Nearly all the viable schemes have now been disposed of, including its more-promising forestry and pulp-producing projects (to Gunns), almond-growing trees (to Great Southern's former funds management arm, Rural Funds Management), and some of its vineyards (to West-Australian investor Primary Securities).

But the rest - which were operated by a separate group subsidiary, Great Southern Managers Australia Limited (GSMAL) - have either been wound up or are in the process of being closed as the responsible entity is insolvent and has no money to run the schemes.

In addition, the poor financial prospects of the remaining projects meant there was no chance of finding a buyer prepared to shoulder the long-term costs - running into tens of millions of dollars - of trying to make them profitable.

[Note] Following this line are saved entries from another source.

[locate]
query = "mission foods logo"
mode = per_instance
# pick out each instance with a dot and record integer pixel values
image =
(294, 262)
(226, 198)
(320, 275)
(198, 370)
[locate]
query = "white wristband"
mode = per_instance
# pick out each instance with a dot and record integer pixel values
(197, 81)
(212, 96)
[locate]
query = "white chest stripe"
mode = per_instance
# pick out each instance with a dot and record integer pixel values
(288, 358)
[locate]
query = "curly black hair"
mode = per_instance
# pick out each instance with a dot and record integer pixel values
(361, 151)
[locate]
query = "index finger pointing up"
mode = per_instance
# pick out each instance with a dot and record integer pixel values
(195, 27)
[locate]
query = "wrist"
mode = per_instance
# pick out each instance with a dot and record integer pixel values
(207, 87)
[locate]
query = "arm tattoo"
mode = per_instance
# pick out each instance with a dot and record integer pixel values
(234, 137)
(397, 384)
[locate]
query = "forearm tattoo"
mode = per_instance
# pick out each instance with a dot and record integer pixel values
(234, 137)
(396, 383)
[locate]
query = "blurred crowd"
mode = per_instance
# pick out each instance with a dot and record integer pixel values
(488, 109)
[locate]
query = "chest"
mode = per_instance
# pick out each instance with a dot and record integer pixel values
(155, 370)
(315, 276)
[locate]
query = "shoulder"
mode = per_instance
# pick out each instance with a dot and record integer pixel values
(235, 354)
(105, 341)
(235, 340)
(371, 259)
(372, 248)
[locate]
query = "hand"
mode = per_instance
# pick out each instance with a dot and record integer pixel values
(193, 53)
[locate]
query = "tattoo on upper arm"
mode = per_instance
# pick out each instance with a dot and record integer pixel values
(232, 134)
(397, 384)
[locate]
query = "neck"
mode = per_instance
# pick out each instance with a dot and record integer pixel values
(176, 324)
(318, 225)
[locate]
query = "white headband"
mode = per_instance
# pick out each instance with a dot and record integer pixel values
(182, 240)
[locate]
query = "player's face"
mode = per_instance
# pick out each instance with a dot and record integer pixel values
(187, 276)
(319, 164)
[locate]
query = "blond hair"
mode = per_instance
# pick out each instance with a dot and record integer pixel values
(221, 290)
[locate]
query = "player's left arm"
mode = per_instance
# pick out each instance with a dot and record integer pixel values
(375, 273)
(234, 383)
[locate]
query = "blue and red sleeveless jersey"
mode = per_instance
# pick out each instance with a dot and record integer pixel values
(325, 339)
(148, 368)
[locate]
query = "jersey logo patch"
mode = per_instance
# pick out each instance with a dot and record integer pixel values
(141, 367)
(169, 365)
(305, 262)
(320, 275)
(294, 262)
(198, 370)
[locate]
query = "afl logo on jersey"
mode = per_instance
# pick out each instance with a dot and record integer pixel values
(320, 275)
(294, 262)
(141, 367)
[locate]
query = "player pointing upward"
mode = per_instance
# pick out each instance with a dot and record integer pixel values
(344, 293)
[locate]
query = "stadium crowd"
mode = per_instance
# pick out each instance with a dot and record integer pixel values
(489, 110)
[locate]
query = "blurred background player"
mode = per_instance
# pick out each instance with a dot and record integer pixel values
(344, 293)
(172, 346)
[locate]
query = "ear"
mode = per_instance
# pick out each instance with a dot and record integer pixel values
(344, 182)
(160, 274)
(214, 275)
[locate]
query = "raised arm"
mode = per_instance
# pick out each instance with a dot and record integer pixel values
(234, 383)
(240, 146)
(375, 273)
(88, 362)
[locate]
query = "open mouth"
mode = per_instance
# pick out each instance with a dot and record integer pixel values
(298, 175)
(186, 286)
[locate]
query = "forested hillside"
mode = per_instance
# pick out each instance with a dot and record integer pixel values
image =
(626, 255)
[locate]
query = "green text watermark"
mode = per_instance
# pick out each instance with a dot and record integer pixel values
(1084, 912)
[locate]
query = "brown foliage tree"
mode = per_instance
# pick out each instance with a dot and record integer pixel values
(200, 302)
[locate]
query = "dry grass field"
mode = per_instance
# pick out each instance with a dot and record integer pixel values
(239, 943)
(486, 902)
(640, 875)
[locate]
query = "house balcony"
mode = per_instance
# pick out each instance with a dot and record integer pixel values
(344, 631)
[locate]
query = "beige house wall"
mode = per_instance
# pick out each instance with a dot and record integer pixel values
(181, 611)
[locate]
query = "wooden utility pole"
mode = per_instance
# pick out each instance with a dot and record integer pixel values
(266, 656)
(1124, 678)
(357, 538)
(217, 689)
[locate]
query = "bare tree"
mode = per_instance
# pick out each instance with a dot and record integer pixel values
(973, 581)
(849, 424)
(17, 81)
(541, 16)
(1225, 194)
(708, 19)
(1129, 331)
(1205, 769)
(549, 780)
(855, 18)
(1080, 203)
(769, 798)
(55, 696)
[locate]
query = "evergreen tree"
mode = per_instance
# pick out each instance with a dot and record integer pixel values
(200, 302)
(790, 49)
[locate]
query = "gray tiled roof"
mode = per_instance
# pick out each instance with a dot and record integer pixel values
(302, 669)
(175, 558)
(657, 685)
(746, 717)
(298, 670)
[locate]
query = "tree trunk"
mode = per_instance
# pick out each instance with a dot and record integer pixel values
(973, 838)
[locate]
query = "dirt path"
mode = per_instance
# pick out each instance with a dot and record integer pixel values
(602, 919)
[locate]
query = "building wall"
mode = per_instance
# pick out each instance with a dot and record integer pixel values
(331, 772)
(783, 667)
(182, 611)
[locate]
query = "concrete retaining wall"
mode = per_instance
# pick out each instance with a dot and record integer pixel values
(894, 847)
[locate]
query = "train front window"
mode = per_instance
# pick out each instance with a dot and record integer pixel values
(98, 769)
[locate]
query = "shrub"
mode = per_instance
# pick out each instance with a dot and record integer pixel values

McGrathNicol will now hand over the remaining responsible entity duties to the liquidators of Great Southern, Ferrier Hodgson, but the management division is effectively a shell in name only and will be wound up in due course.

Ferrier Hodgson has been trying to extract what remaining value there is in Great Southern for the group's other creditors, but the upper hand has always been held by its bankers, on whose behalf McGrathNicol has been working.

With the future of the managed investment schemes virtually resolved, attention will now turn to the sale of the last of the group's major cattle holdings, the 660,000-hectare Moola Bulla property in the Kimberley region of Western Australia.

That is due to be auctioned in April or May to be followed by 176,000 hectares in WA and in the so-called ''golden triangle'' on the Victorian and South Australian borders.

It is on this land that much of the viable managed investment schemes are growing. Industry watchers have indicated that among the interested buyers will be the new responsible entities of the schemes such as Gunns.